Nous avons demandé les prix ; nous n'étions pas d'accord, Frédéric et moi, sur la toile que nous avions décidé d'acheter et de rapporter à Paris. Nous lui avons dit que nous reviendrions le lendemain après en avoir discuté pour prendre celle que nous aurions choisie. Tom m'a dit plus tard qu'il avait eu un sérieux coup de blues après notre départ : encore un espoir qui s'en va, ils ne reviendront jamais.
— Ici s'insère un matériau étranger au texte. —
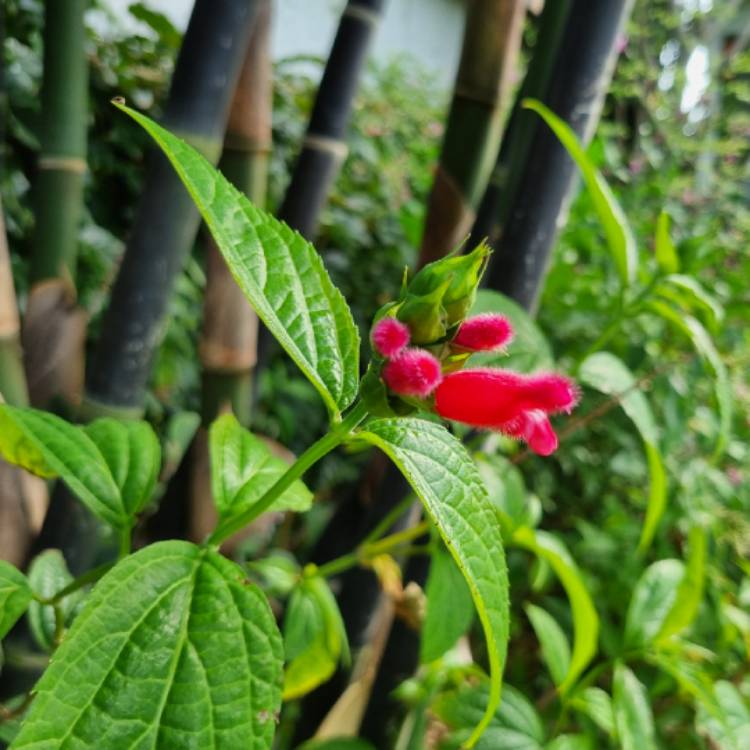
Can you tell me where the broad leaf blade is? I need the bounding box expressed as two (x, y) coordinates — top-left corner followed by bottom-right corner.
(358, 419), (508, 747)
(578, 352), (667, 552)
(83, 418), (161, 516)
(0, 404), (130, 527)
(0, 560), (31, 639)
(116, 104), (359, 416)
(12, 541), (282, 750)
(208, 414), (313, 519)
(523, 99), (638, 286)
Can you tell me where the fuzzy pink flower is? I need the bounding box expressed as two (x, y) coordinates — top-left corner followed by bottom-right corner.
(382, 349), (443, 398)
(435, 368), (578, 456)
(451, 313), (513, 352)
(372, 318), (411, 357)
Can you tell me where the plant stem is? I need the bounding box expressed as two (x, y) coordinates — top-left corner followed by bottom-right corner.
(207, 401), (367, 545)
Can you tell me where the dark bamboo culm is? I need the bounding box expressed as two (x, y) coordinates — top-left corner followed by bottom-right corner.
(466, 0), (573, 248)
(419, 0), (526, 265)
(84, 0), (257, 424)
(35, 0), (257, 574)
(190, 0), (273, 540)
(279, 0), (385, 239)
(487, 0), (632, 312)
(23, 0), (88, 406)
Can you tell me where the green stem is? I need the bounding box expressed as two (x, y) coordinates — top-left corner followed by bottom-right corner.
(207, 402), (367, 545)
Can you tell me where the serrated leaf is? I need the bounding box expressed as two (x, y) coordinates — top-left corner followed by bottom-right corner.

Mais comme les prix d'alors nous le permettaient, lorsque nous sommes remontés le lendemain, nous avons pris les deux toiles et Tom m'a dit ensuite qu'ils s'étaient alors payé leur premier resto depuis des mois et eu de quoi vivre pendant pas mal d'autres ! C'est peut-être une des décisions de notre vie, à Frédéric et à moi, dont nous restons le plus heureux !

C'est Tom et Ornella qui m'ont trouvé la maison que j'ai louée à Alina pendant deux ans. Deux ans pendant lesquels j'ai écrit Le Plongeon et Le Château du silence. Nous avons mangé si souvent ensemble, discuté de la création en peinture et en littérature... Comme ma maison était exposée au sud, Tom me donnait ses nouvelles toiles à sécher dans ma chambre...
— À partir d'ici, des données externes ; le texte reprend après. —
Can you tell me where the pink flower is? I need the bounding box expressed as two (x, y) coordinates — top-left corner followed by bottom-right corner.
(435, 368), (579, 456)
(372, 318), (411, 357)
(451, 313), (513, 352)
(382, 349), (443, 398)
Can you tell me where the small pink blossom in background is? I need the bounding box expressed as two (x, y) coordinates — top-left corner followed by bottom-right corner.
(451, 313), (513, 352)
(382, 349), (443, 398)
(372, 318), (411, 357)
Il a fait le portrait de Frédéric, d'abord, puis le mien que vous pouvez voir en page de couverture de mon site en passant le curseur sur ma photo (olivier-delorme.com), et qui pour moi est une manière de Fayoum. Jai posé des heures pour lui, dans son petit atelier - expérience étrange et pas forcément très agréable de voir son visage se dessiner, s'effacer... Cette expérience et ce malaise, je m'en suis servi dans le Château du silence, dont Tom et Ornella ont fourni le modèle à des personnages - et c'est une toile de Tom qui en est la couverture.

Il a gagné un prix avec mon portrait ; un ami a vu partir celui de Frédéric sous le bras de son acheteur (un Américain, je crois) alors que, sur notre conseil, il venait voir les toiles de Tom dans sa nouvelle galerie. Car entre-temps Tom avait gagné le prix de la British Portrait Gallery avec son autoportrait (reproduit dans l'article, la pièce à fond vert) dans l'apotiki de notre voisine commune, la délicieuse Evghénia, plus de 80 ans, chez qui j'allais cueillir mes citrons, sur qui nous veillions et qui m'appelait aux offices de Pâques, d'une maison à l'autre, de sa voix de stentor : "Olivierrrrrrr Ekkliiiiiiiiiiseiiiiiiiaaaaaaa !!!!" - et avec une commande publique à la clé. Et une galerie de Soho a commencé à lui organiser des expos.

Ces deux années-là sont parmi les plus heureuses de mon existence. Nous avons toujours regretté de ne pas avoir acheté une toile de la superbe série de morceaux de corps de nageurs dans des fonds d'un bleu superbe. Nous en avons acheté quelques autres quand ses prix, qui ont vite bondi avec la commande publique et les acheteurs fortunés qui ont afflué, nous le permettaient. Tom et Ornella ont quitté Nisyros un an après mon départ ; ils se sont séparés.

Aujourd'hui, avec sa compagne grecque, il s'est lancé dans une nouvelle aventure à Lesbos, avec une maison qui accueille des stages de peinture.

On aime toujours autant ce qu'il fait ; on est allé le voir plusieurs fois dans son atelier d'Athènes ; nul doute qu'on ira les voir à Lesbos !

Mille bravos pour cet article, Tom ! On t'aime !!!